The Deputy Prime Minister Nick Clegg gave out the 2014 Pupil Premium Awards this morning (25 June 2014) in a ceremony in London. These reward schools that have done the most with their funding to help close the performance gap between their poorest pupils and their peers.
Nick Clegg also announced today, with the Department for Education, that the pupil premium will be extended to 3- and 4-year-olds.
The best national primary, secondary and special school each won a national prize of £10,000, and the 3 runners-up won £3,000. Read about all the regional winners.
Millfield Science and Performing Arts College, Thornton
Millfield won the award for best national secondary school. The judges praised the school for providing additional staff to support pupils’ learning and for providing catch-up sessions for pupils who were struggling in English.
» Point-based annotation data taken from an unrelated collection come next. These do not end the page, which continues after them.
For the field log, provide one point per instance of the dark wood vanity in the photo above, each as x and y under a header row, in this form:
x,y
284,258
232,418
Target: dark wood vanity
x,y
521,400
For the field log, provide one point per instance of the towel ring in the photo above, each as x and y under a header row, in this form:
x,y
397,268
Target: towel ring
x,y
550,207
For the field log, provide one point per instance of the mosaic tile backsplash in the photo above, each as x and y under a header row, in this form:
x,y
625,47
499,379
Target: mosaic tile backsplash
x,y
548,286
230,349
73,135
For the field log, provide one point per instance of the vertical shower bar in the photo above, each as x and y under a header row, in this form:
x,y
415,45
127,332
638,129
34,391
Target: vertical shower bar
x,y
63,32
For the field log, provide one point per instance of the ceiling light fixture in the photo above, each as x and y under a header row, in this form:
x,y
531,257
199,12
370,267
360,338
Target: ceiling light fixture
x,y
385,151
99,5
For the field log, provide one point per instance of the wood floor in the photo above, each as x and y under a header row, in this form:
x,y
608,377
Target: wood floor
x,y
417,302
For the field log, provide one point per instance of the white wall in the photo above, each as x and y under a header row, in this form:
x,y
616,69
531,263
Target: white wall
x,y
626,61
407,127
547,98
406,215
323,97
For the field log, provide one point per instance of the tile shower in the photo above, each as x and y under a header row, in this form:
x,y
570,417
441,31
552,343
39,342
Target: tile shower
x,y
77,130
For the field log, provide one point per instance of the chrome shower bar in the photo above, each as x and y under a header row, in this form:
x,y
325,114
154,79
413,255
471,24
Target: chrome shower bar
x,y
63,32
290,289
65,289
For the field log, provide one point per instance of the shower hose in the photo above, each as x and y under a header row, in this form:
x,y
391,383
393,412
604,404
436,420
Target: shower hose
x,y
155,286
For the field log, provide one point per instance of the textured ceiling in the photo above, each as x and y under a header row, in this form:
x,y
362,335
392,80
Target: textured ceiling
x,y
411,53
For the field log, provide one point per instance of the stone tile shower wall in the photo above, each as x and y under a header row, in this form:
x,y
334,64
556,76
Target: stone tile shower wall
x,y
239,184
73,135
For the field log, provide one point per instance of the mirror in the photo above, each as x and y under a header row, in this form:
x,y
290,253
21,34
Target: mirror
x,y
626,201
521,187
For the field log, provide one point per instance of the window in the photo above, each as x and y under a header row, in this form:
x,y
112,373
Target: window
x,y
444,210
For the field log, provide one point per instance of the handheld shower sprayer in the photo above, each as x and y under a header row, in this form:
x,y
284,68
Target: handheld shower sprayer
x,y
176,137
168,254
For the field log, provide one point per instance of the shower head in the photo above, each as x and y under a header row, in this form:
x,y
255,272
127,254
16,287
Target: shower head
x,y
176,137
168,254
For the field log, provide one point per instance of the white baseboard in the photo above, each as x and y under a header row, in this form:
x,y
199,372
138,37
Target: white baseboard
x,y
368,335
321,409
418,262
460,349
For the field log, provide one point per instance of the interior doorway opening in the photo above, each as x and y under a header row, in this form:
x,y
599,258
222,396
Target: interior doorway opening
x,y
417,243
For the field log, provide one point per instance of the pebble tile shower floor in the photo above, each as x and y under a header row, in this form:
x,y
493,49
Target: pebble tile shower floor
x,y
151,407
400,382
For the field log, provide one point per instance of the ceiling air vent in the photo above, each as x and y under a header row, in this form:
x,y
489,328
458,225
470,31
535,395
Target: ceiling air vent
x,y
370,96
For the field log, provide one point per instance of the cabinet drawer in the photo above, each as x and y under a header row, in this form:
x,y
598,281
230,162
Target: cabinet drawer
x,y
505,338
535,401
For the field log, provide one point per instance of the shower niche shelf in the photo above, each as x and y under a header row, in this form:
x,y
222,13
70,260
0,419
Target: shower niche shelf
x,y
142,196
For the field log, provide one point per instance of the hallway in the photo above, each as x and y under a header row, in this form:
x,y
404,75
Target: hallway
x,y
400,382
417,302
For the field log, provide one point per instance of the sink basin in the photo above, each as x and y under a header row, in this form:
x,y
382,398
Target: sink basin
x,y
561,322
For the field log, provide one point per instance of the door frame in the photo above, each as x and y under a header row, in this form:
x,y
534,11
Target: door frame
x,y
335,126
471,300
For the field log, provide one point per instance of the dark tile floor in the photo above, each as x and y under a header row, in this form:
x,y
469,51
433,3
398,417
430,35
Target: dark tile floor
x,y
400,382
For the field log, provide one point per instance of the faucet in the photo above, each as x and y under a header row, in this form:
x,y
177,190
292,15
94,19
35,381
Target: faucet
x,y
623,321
Park Junior School, Shirebrook
Park Junior School was named best national primary school. Judges commented on the school’s strong use of the Education Endowment Foundation’s pupil premium toolkit – an online resource that sets out the most effective ways of supporting disadvantaged and vulnerable children.
Ashmount School, Loughborough
Ashmount won for best national special school. Judges praised its “high focus on English and mathematics achievement” – the school uses pupil premium funding to pay for a number of activities, including weekly sessions with subject specialists.
About the Pupil Premium
The pupil premium is extra funding that the government gives to publicly funded schools in England to help disadvantaged children catch up with their peers. In 2014 to 2015 schools received £1,300 for each eligible primary school child, and £935 for each eligible pupil at secondary school.
Pupil Premium Awards
The awards are run by the Department for Education, together with TES.
Nick Clegg first announced the awards in May 2012.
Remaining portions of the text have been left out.